The president’s comments were met with rebuttals from some Filipinos who recalled how his administration initially reacted when the pandemic was in its early stages.

“Hindi totoo. Pinabayaan niyong kumalat ang virus. As early as January 2020, you didn’t take this virus seriously at nakita niyo ang effect nun nung nag-imposed kayo ng lockdown. Please revisit the numbers kung ilan ang mga nagkasakit at namatay,” a Twitter user said.

“Sino ulit ang pinakamahaba ang lockdown sa buong mundo?” another online user commented, referring to the Philippines.

“I hope people will never forget that our borders were not closed earlier because they didn’t want to hurt (China flag)’s feelings,” a different Filipino pointed out.

Initial policies

When the country recorded its very first cases of the novel coronavirus disease (then known as nCoV) in the country, it took Duterte days before he finally addressed the topic.
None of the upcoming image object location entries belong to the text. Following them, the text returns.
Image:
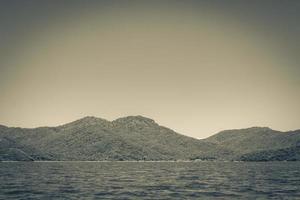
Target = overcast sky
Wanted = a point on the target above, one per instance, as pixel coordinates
(197, 67)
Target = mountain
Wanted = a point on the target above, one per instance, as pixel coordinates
(141, 138)
(255, 139)
(286, 154)
(90, 138)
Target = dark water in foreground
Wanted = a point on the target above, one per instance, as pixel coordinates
(149, 180)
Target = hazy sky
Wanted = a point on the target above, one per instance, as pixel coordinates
(197, 67)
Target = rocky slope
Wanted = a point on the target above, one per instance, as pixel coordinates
(139, 138)
(90, 138)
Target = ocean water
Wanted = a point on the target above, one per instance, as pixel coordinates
(149, 180)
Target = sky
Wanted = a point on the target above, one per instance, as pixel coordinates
(197, 67)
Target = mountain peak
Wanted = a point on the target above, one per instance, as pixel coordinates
(135, 121)
(87, 121)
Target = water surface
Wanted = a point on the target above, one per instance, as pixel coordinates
(149, 180)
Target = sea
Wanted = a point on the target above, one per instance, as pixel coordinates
(149, 180)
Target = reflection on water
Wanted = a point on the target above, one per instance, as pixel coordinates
(149, 180)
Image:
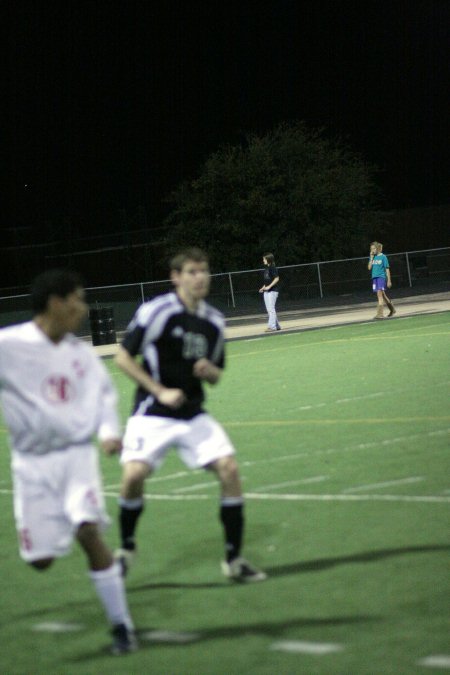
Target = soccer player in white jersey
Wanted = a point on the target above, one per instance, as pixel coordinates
(56, 396)
(180, 339)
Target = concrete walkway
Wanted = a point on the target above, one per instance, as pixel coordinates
(309, 319)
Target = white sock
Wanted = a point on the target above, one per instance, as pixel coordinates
(111, 591)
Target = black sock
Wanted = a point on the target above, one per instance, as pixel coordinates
(232, 517)
(130, 510)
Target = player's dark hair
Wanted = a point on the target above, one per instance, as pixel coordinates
(192, 254)
(57, 282)
(270, 258)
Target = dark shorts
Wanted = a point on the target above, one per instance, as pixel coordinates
(378, 284)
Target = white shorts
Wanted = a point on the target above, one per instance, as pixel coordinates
(53, 494)
(199, 441)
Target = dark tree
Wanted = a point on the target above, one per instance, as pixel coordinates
(294, 192)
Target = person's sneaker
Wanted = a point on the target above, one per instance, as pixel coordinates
(125, 558)
(124, 640)
(240, 570)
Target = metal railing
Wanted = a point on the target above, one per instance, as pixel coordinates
(236, 293)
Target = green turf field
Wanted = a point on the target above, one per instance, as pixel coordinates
(343, 441)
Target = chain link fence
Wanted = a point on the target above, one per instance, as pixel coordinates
(236, 293)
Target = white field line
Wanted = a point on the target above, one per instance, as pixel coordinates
(363, 397)
(349, 448)
(290, 483)
(301, 647)
(436, 661)
(430, 499)
(388, 483)
(348, 498)
(192, 488)
(158, 479)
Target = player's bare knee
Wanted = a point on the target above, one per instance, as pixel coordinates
(41, 565)
(227, 471)
(87, 533)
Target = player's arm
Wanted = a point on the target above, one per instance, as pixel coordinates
(173, 398)
(273, 283)
(206, 370)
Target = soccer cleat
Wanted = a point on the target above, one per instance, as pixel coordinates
(125, 558)
(240, 570)
(392, 309)
(379, 314)
(124, 640)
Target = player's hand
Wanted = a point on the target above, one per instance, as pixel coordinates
(172, 398)
(206, 370)
(111, 446)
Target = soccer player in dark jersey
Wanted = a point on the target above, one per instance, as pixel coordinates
(180, 339)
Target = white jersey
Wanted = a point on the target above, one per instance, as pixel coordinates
(53, 395)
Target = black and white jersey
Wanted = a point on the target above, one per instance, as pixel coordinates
(171, 339)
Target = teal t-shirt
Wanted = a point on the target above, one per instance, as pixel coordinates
(379, 266)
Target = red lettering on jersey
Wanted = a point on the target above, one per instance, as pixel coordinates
(58, 389)
(25, 539)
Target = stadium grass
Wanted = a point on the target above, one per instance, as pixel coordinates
(342, 437)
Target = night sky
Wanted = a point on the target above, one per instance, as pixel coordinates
(111, 104)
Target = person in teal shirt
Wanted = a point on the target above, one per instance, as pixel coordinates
(381, 278)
When he shared his response, it was perceived to favor the country’s relations with the Chinese government instead.

Duterte at that time said that “everything is well” and told off people to stop fostering supposed anti-Chinese sentiments.

He also said that the virus was “not really that fearsome.”

Health Secretary Francisco Duque III also said before that doing preemptive measures would be supposedly unfair to Chinese tourists.

The Duterte administration was also questioned for delaying the travel ban against China’s Hubei Province despite it being on lockdown at that time already. The province is where Wuhan City is located, the ground zero of the outbreak.

The first death related to the viral disease outside China was also logged in the Philippines.

Duterte also tapped some people with no medical background to key posts in the government spearheading the COVID-19 response.

Among them are former environmental chief Roy Cimatu, defense secretary Delfin Lorenzana and former BCDA president Vince Dizon.

Dizon was named “testing czar.” He was in the headlines for repeatedly rejecting calls for mass testing despite it being advocated by the World Health Organization.

Duque, considered an alter ego of the president as an executive department head, was also hounded with repeated calls to resign due to his supposed “lack of competence, efficiency, and foresight bordering on negligence in handling the health crisis.”